- Interactive map of Sedgefield, North Carolina
- Coordinates: 36°00′54″N 79°53′49″W﻿ / ﻿36.015°N 79.897°W
- Country: United States
- State: North Carolina
- County: Guilford
- Elevation: 1,040 ft (317 m)
- Time zone: UTC-5 (Eastern (EST))
- • Summer (DST): UTC-4 (EDT)
- ZIP code: 27407
- Area code: 336

= Sedgefield, North Carolina =

Sedgefield is a populated place within the city of Greensboro, North Carolina in Guilford County, North Carolina, United States.

==History==
New York executive John Cobb bought 3660 acres for a hunting preserve he called Sedgefield for sedge broom found there. After he died in 1923, Southern Real Estate Co. bought the land and planned a community there. A.W. McAlister, a major investor in the company, built a headquarters for his insurance company Pilot Life. In 2022, the headquarters was listed on the National Register of Historic Places.
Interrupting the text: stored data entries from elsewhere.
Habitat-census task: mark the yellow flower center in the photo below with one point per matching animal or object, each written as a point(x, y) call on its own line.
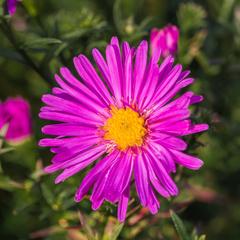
point(125, 128)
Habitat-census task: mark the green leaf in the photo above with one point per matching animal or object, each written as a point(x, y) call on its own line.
point(11, 54)
point(191, 17)
point(38, 43)
point(48, 194)
point(180, 228)
point(117, 15)
point(112, 229)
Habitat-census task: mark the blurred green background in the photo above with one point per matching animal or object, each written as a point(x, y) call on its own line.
point(44, 35)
Southern Real Estate built the first 18-hole golf course and Tudor style inn at Sedgefield Country Club in 1929, intending it to be like Pinehurst Resort. Valley Brook course was designed by Donald Ross, also a designer of Pinehurst. The Great Depression interfered with further plans, however, and a second Ross-designed course and business district never happened. Still, the community became a town, though not an incorporated one, with its own sewage service, water system, and sheriff's deputies acting as its police force. Even the approach of Greensboro and High Point, with the threat of annexation by those cities, did not result in incorporation.
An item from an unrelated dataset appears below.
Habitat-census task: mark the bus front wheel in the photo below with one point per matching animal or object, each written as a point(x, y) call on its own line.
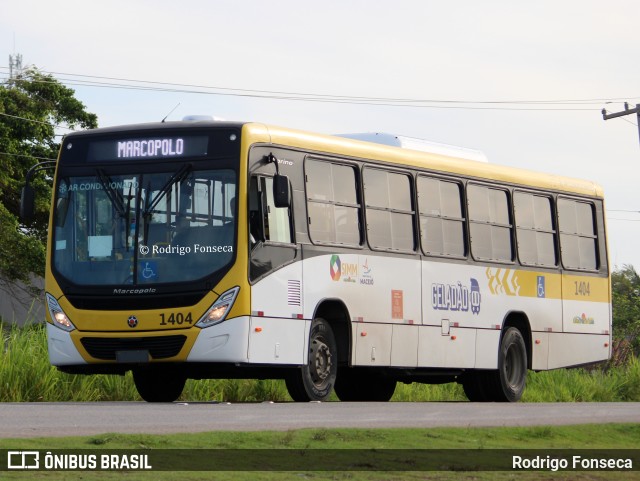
point(158, 385)
point(315, 380)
Sedgefield was the first home to the Greater Greensboro Open golf tournament when it started in 1938, alternating with Starmount Country Club until 1961, and hosting every year until 1976. The tournament returned to Sedgefield in 2008 with the name Wyndham Championship. The inn became the golf course clubhouse in 1992, but only the brick and stucco exterior remained, with the interior given an "old" look.

==Geography==

Sedgefield is located at latitude 36.015 and longitude -79.897. The elevation is 873 feet.

==Transportation==
Major roads include Groometown Road which connects to NC 62. High Point Road, later renamed Gate City Boulevard, is a route that drivers can take from Four Seasons Town Centre and from the Coliseum to downtown Sedgefield. The route was originally the only way to get from the Mall and Coliseum to get to Jamestown through downtown Sedgefield. However, a bypass with an expressway grade was built in 2016, with the name High Point Road still used on the old route.